The behaviour of Deputy President Paul Mashatile’s VIP protectors, who were seen in a video viciously attacking three men, was yet another indication of how ruling by fear and mistrust was a recipe for disaster for the public and the police service itself.
A group of about six heavily armed VIP protectors were seen assaulting and kicking in the head, three men, who were travelling in a blue VW Polo in a suspected road rage incident on the N1 highway.
The officers were travelling in two police-owned BMW X5s. They viciously attacked the three men who were being beaten while laying on the ground.
An internal investigation is under way and police management has condemned the behaviour of the members.
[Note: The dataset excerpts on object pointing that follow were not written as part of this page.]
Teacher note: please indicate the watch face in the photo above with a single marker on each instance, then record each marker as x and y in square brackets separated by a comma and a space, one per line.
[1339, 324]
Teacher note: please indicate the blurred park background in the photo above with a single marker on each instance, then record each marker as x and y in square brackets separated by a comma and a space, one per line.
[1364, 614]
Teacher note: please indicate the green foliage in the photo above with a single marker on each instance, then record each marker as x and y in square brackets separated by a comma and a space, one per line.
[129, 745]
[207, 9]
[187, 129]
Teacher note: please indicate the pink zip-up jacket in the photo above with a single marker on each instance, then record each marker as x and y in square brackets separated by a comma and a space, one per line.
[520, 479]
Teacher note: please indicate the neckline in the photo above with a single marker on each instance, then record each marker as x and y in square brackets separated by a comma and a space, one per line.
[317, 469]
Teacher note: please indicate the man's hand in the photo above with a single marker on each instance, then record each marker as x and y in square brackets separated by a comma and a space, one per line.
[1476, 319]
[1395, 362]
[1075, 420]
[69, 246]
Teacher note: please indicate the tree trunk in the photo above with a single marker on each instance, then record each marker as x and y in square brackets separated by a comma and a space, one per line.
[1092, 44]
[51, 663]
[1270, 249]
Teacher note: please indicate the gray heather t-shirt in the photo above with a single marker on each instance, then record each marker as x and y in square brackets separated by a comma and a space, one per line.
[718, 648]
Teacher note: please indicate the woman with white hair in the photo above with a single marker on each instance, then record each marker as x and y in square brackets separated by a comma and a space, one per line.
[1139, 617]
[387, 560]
The police watchdog, the Independent Police Investigative Directorate (Ipid), has confirmed that the victims were military trainees, and they are making efforts to obtain their statements before investigating possible assault charges against the VIP protection unit officers concerned.
IOL has spoken to a policing expert who says the latest incident was an indication that it was important to professionalise the police service, as the National Development Plan (NDP) envisages.
Policing expert Professor Jean Steyn, who is the head of the Department of Criminal Justice at the University of Zululand, said the behaviour of the police officers was contributing to the worsening levels of trust the public had in the police as an institution.
“The matter of trust and the public is worsening by the day,” he said.
“The SAPS is essential for democracy to thrive. For the community to work with the police, the members of the community need to trust the police, and even in the most difficult circumstances, police officers should use non-violent methods to resolve conflict.
“Using violence against members of the public is a recipe for disaster, there is no need to kick a human being on the ground, even if they have committed a heinous crime,” said Steyn.
The NDP, which aims to build safer communities by 2030, envisages that all South Africans should feel safe and have no fear of crime. It envisages that women, children, and those from vulnerable groups should feel protected and have confidence in the criminal justice system to apprehend and prosecute criminals.
It also envisages that the SAPS and the various metro police units around the country should be professional institutions staffed by skilled, disciplined, ethical individuals who value their work and serve the community.
The NDP aims to make the SAPS a professional service, with promotion incentives for disciplined members and recruitment should be confined to skilled and competent individuals.
The NDP also aims to demilitarise the police service with the intent of moving away from the institution’s history of brutality.
“The decision to demilitarise the police force, moving away from its history of brutality, was a key goal of transformation after 1994. The re-militarisation of the police in recent years has not garnered greater respect for the police or higher conviction rates.
“If anything, it has contributed to violence. The police should be demilitarised and managed towards a professional civilian service,” the NDP says on policing.
Professor Steyn concurred with the NDP, saying that it was important for members of the police to be calm and humble, as violence was only contributing to the public not recognising the police as an institution.
“There is lots of work to be done on the professionalising of the police…and we can only hope the powers that be and those associated with the SAPS, move along with that to get the trust and the legitimacy back of the police service.
“I am shocked and saddened about this behaviour from the police because the truth is that the majority of the police are doing good work for the community,” said Steyn.
Steyn said with the worsening crime rate and the continued public pressure on police, officers saw the public as a threat, which could only lead to heightened violence between the public and the police.
He said to be a police officer was naturally a pressure-filled vocation, and the more the police were criticised in the public, it would lead to police officers building walls around them, which could lead to more violence.
“When the public says they cannot trust the police, there is an ugly divorce where the children suffer, and in this instance, the children are the people of South Africa,” he said.